Urban Renewal, the Philly Orchard Project Way
by Warren McLaren, Sydney
on 09.11.07

Philadelphia has 40,000 vacant lots and 700 empty factories. A legacy of globalisation as jobs went instead to lower paid workers in Asia and Latin America. The Philly Orchard Project sees these space not as an eyesore but as massive opportunity. Their modest plan (ahem) is to “the first American metropolis to grow most of its own food.”
Not with the more common community gardens model, but with orchards of fruit and nut trees. They gone with trees because they indicate a longer term vision, that these gardens are here to stay. They also “provide cleaner air, better nutrition and better exercise, which means less public cost for healing sickness. Their shade reduces costs to heat and cool homes.” In getting neighbors outdoors working together neighborhoods are expected to also become safer. Kids gain valuable farm skills in turn building career confidence and pride, with the hope this will also reduce crime, jail building and incarceration.

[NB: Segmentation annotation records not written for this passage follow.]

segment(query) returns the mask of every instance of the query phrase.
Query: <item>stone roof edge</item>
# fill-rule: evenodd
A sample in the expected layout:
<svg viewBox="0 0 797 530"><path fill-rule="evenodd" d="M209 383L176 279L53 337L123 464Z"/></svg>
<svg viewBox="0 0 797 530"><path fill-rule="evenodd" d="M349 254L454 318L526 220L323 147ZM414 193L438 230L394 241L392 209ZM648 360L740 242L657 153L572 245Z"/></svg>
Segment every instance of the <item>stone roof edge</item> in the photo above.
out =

Paul Glover, founder of the project acknowledges that similar ventures exist in cities like Detroit, Los Angeles, Austin and Vancouver, while noting that Philadelphia's 20-percent poverty rate, along with rising energy and shipping costs, have given his city a poor a "food-security" crisis. Yet, with hundreds of volunteers now signed up for orchard plantings, optimism is running high. ::Philly Orchard Project, via Daily Pennsylvanian.